Friday, May 21, 2010

US Corporate Bonds Are Holding Up

The US stock market is down about 10% in the last month, and before today’s bounce, non-US stocks were down about 15%. This is nothing compared to the 50%-60% drop in 2008-2009, but another difference is that US corporate bonds have not dropped along with stocks. This is one indicator that the fears of today are nothing like the panic of the 2008-2009 financial crisis.

You may want to see this for yourself by looking at a few charts using Enter ticker symbol VTI, which is the Vanguard Total Stock Market ETF, click GET QUOTES (or just press Enter), then click on the chart on the right of your screen. Select Interactive in the Charts section of the navigation bar on the left, then select 2Y (2 years) in the time range bar just below the chart grid. If this seems too complicated, this link will take you to the chart.

Now click COMPARE, just above the chart grid, then select S&P 500 (ticker symbol ^GSPC), then click Draw. The chart will now display changes in percent. Note that both VTI and the S&P 500 fell over 50% from May 2008 to March 2009. To include non-US stocks in our comparison, click COMPARE, type VEU, then click Draw (or use this link). VEU is the ticker symbol for the Vanguard ETF that tracks most non-US stocks. Note that these stocks fell even more during the big downturn.
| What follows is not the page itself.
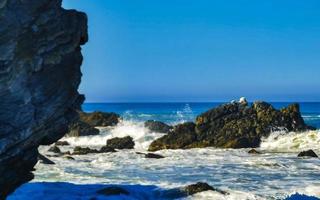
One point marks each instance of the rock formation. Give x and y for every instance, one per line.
x=40, y=58
x=232, y=125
To add in an investment-grade bond fund to the comparisons, click COMPARE again, and type VFICX (Vanguard Intermediate-Term Investment-Grade Bond fund) in the text box, then click Draw (or try this link). Note that VFICX fell about 15% between May and October of 2008. While not nearly as dramatic a fall as for stocks, it was disconcerting to have your bond fund falling at the same your stock funds were falling.

Now switch the time range to 1 month (click 1M in the time range bar just below the chart grid); or just try this link . Note that while VTI and the S&P 500 fell about 10% in the last month, and VEU (non-US stocks) fell about 15%, the intermediate-term investment-grade bond fund VFICX barely budged.

This tells me that although investors are spooked by the situation in Greece, etc., they aren’t worried that the financial system is in danger of collapsing. More importantly, this is providing an example of how bonds often are not correlated with stocks (they don’t move up and down together), thus giving us the diversification benefits of including the fixed-income asset class in our portfolios, while providing a higher yield and higher expected return than cash.